The case involved a practice called "straight-lining," in which Warner Bros. would sell a package of films to a TV or cable network and share the profits from the entire package equally among the producers of the films involved. That practice didn’t reflect the quality or desirability of any given film in the package, and that’s why Ladd sued.

(Read Tuesday’s ruling here.)Laddie filing

The studio’s “underpayment,” as the court decision calls it, of license fees owed to Ladd began on Aug. 1, 1999.
“I thought many years ago that they would want to settle this, but it was just pure arrogance on their part to keep going and going,” Ladd said. “They thought that we were just a little gnat screwing around with a multi-billion corporation and we should get out of their way.”
Though it might in fact, not be over … yet. "We respectfully disagree with the Court’s ruling,” a Warner spokesman told TheWrap, “and will be considering our options with respect to further review."
In 2007, the Ladd Co., run by Ladd and producer Jay Kanter, won a $3.2 million jury verdict against Warner Bros. for shorting the license fees for Ladd Co. movies included in large packages.
On Tuesday, the Second District Court of Appeal ruled that "Warner had an obligation, as conceded by a Warner executive, to ‘fairly and accurately allocate license fees to each of the films based on their comparative value as part of a package.’ Therefore, the record supports the jury‟s determination that Warner’s straight-lining method of allocating licensing fees to profit participants breached the implied covenant of good faith and fair dealing."
Ladd claimed that Warner undervalued and underpaid the license fees attributable to "Blade Runner," "Body Heat," "Night Shift," "Tequila Sunrise," "Outland," Oscar winner "Chariots of Fire" and all six films in the "Police Academy" franchise.
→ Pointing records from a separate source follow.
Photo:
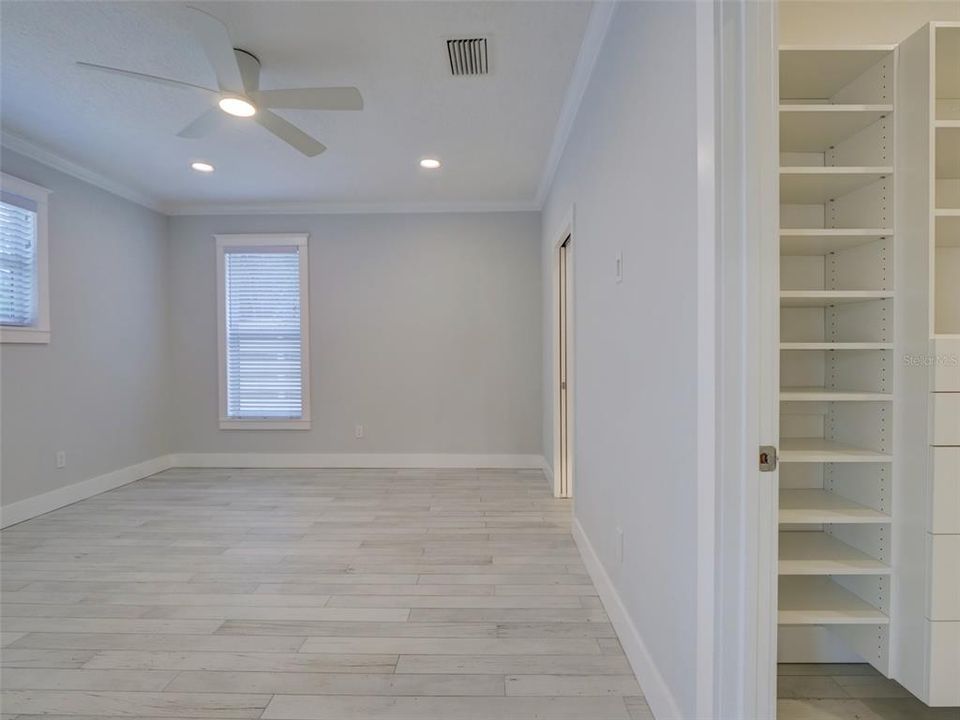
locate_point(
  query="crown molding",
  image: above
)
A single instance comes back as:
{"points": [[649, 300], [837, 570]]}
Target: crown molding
{"points": [[350, 208], [597, 25], [45, 156]]}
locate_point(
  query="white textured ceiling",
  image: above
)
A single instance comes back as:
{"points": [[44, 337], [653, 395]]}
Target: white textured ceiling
{"points": [[493, 133]]}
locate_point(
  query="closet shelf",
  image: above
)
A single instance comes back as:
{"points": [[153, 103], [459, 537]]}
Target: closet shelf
{"points": [[818, 450], [816, 185], [836, 346], [819, 394], [820, 506], [826, 298], [820, 601], [817, 128], [824, 241], [808, 72], [817, 553]]}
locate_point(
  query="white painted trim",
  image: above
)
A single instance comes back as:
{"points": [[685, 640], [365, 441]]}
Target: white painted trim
{"points": [[597, 25], [300, 241], [655, 689], [707, 367], [40, 504], [344, 460], [547, 470], [319, 208], [264, 424], [34, 151], [24, 335], [566, 230]]}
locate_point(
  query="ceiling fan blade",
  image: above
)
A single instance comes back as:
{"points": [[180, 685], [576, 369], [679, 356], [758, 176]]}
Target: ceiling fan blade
{"points": [[216, 43], [345, 98], [290, 134], [203, 125], [144, 76]]}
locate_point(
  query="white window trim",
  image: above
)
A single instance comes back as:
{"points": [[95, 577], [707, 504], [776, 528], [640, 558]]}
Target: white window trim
{"points": [[40, 331], [263, 241]]}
“I never had a lawsuit about allocation when I ran Fox because we cared about films and making films,” Ladd told TheWrap Tuesday after the court’s ruling. “Now we are dealing with corporations, and it’s all about how to we make money and screw people.”

During the 2007 jury trial, Eric Frankel, president of Warner Bros.’ domestic cable distribution division, was called by Ladd as an adverse witness. He testified that Warner had an obligation to act in good faith toward profit participants in the licensing process and  “fairly and accurately allocate license fees to each of the films based on their comparative value as part of a package.”
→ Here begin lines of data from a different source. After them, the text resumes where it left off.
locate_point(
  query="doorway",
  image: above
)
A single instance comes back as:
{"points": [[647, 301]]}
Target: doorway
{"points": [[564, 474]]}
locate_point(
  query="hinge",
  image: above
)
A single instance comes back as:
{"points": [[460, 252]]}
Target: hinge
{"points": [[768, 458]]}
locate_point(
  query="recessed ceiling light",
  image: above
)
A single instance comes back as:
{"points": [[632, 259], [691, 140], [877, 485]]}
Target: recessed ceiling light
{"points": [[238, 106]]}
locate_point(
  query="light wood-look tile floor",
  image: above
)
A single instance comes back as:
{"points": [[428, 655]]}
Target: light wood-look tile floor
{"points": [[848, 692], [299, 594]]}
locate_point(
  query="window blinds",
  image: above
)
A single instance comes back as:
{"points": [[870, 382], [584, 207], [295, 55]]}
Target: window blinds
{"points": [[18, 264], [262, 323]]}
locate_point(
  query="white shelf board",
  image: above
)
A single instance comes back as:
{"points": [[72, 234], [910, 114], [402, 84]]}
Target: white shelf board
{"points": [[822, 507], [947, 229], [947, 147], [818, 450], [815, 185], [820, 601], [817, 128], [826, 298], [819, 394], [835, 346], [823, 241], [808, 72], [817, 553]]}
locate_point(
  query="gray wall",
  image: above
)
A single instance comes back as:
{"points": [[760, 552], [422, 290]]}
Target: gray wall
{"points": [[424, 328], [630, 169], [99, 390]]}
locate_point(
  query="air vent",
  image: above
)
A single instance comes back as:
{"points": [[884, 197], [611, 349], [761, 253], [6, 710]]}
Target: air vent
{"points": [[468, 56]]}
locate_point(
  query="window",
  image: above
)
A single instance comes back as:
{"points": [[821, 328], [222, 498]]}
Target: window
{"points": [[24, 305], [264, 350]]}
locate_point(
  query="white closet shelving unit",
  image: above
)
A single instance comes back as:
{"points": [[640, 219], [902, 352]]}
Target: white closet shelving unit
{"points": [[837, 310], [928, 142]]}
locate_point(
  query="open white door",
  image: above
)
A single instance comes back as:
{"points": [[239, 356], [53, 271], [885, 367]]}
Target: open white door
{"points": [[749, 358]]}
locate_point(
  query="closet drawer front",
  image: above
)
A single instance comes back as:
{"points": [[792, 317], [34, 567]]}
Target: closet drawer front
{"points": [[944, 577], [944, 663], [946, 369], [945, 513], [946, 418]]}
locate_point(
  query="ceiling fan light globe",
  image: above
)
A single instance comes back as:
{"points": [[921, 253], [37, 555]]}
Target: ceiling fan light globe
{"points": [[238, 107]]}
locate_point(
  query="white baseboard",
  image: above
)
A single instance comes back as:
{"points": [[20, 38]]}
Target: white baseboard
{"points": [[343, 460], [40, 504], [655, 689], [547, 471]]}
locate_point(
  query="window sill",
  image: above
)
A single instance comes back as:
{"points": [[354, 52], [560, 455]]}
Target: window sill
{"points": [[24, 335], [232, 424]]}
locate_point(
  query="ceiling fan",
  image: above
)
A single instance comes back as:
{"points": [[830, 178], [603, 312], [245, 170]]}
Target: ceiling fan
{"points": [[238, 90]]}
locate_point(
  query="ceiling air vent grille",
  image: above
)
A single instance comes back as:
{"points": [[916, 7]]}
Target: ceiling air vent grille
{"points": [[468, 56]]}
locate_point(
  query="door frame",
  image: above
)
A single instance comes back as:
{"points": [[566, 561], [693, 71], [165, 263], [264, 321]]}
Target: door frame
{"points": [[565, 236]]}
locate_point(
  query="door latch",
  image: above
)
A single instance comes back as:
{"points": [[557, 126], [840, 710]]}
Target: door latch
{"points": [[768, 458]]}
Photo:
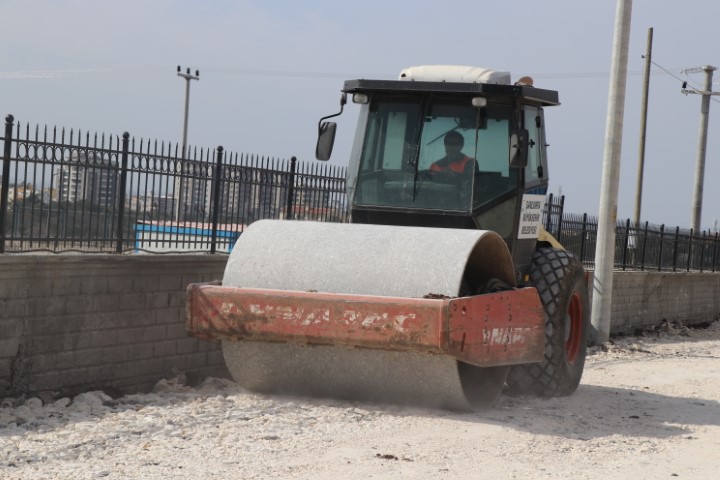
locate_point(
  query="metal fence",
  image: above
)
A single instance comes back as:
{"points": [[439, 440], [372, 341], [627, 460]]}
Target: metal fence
{"points": [[66, 191], [641, 247]]}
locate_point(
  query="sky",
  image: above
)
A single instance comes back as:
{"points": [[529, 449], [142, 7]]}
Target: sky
{"points": [[270, 69]]}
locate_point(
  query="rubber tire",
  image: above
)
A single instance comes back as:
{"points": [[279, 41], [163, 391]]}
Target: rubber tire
{"points": [[560, 280]]}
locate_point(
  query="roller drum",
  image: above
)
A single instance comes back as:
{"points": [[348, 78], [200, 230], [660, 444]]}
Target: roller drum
{"points": [[365, 260]]}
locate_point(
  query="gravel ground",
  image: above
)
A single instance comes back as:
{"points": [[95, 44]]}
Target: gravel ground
{"points": [[647, 408]]}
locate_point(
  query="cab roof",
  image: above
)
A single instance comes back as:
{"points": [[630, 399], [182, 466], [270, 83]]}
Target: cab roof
{"points": [[523, 93]]}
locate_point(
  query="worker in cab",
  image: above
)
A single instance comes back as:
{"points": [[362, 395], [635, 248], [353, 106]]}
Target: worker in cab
{"points": [[454, 160]]}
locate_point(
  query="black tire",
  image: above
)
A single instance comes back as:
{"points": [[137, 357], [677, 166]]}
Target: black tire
{"points": [[560, 280]]}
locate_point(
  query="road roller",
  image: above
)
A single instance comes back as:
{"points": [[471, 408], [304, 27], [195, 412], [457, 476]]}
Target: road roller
{"points": [[444, 289]]}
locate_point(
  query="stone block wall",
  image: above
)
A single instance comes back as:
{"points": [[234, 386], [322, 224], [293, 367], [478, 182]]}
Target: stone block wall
{"points": [[645, 299], [69, 323]]}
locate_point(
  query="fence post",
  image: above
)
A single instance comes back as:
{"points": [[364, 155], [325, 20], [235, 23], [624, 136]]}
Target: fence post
{"points": [[675, 245], [4, 190], [291, 189], [689, 250], [217, 181], [625, 244], [584, 234], [702, 250], [642, 259], [121, 196], [560, 214], [662, 241]]}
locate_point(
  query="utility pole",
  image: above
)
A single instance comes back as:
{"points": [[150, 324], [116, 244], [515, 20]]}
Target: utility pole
{"points": [[702, 139], [187, 76], [605, 249], [643, 129], [180, 186]]}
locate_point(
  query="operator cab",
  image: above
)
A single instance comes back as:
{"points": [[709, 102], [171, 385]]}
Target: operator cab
{"points": [[396, 174]]}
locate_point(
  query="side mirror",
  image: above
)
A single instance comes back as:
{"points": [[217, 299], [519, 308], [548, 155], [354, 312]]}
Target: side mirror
{"points": [[519, 149], [326, 140]]}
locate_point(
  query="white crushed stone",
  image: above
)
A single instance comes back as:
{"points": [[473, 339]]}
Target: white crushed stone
{"points": [[648, 407]]}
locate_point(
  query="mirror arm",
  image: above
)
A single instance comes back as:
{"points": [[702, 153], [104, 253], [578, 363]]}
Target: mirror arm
{"points": [[343, 101]]}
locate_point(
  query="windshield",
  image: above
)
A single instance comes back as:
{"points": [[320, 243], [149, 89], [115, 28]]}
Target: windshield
{"points": [[432, 155]]}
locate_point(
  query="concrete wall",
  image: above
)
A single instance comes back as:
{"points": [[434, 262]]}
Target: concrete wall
{"points": [[72, 323], [69, 323], [644, 299]]}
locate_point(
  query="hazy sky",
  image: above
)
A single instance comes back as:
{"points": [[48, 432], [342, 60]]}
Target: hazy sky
{"points": [[270, 69]]}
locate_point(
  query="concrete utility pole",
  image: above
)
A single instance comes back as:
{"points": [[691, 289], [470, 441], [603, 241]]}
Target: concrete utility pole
{"points": [[180, 185], [643, 129], [605, 250], [702, 140], [187, 76]]}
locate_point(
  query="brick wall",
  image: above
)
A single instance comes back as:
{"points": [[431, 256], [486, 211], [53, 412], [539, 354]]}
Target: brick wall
{"points": [[72, 323], [68, 323]]}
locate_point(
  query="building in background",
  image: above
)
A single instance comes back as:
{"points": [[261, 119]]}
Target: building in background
{"points": [[91, 178]]}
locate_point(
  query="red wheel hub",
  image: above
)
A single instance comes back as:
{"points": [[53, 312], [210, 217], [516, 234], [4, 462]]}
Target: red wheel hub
{"points": [[573, 328]]}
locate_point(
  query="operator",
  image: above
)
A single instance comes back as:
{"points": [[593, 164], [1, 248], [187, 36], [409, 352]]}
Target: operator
{"points": [[454, 160]]}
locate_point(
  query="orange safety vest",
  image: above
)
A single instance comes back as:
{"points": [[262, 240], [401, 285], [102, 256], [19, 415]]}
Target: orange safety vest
{"points": [[457, 166]]}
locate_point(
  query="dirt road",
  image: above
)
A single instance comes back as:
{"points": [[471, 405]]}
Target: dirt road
{"points": [[647, 408]]}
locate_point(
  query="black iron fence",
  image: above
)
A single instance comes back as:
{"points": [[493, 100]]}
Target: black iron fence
{"points": [[70, 191], [64, 191], [641, 247]]}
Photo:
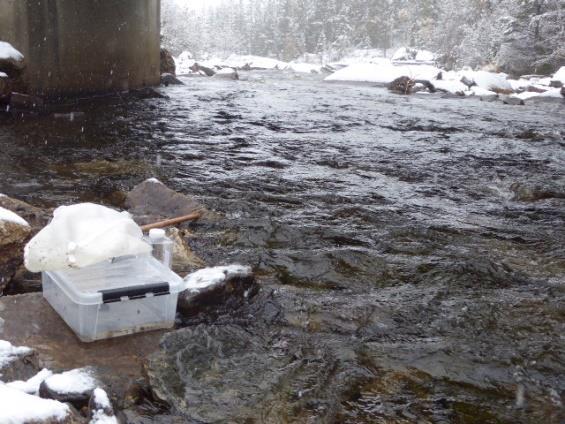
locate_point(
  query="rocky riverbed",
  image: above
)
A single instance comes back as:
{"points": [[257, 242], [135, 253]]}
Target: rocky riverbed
{"points": [[408, 252]]}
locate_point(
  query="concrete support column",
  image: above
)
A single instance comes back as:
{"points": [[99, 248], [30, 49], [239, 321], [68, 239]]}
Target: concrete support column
{"points": [[84, 46]]}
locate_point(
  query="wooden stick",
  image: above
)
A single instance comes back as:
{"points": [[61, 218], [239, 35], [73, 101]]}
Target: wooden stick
{"points": [[173, 221]]}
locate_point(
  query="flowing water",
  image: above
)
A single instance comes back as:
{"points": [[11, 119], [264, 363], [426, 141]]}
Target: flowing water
{"points": [[428, 229]]}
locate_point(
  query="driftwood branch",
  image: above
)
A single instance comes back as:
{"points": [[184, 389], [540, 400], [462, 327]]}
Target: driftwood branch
{"points": [[173, 221]]}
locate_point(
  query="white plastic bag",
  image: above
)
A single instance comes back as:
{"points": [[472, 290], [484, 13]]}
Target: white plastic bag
{"points": [[82, 235]]}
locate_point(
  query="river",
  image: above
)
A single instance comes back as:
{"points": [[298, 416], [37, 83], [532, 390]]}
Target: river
{"points": [[425, 234]]}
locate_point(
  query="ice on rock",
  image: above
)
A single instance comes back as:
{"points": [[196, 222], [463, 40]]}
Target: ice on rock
{"points": [[8, 52], [9, 353], [82, 235], [207, 277], [17, 407], [80, 380], [31, 386], [7, 215], [559, 75]]}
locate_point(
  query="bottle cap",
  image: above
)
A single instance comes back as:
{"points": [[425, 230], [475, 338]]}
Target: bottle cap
{"points": [[157, 234]]}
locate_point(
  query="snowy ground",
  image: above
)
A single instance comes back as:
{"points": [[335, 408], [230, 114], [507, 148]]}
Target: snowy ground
{"points": [[370, 66]]}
Ladd’s expert, David Simon, determined Warner should have allocated an additional $97 million in licensing fees to Ladd’s films. With Ladd entitled to 5 percent of gross revenues on all films once Warner recouped its costs (except for 2.5 percent on "Chariots of Fire"), Ladd’s profit participation should have been $3,190,625.

In its ruling Tuesday, the court also denied Warner’s claim that the statute of limitations applied to a portion of the fees due. It said the burden of providing the breakdown of fees owed before and after the statute of limitations rested with Warner Bros., and said the studio had failed to provide an accounting breakdown; therefore, it awarded the full sum to Ladd.

How the math is done and where the full sums are going could become questions to other studios and outlets with today’s decision and the “new precedent that has now been established,” says Ladd.

“Blockbusters and Netflix are going to come into the new equation,” he said. "You might find more people asking them and other studios ‘Where is the money coming from and where is it going?”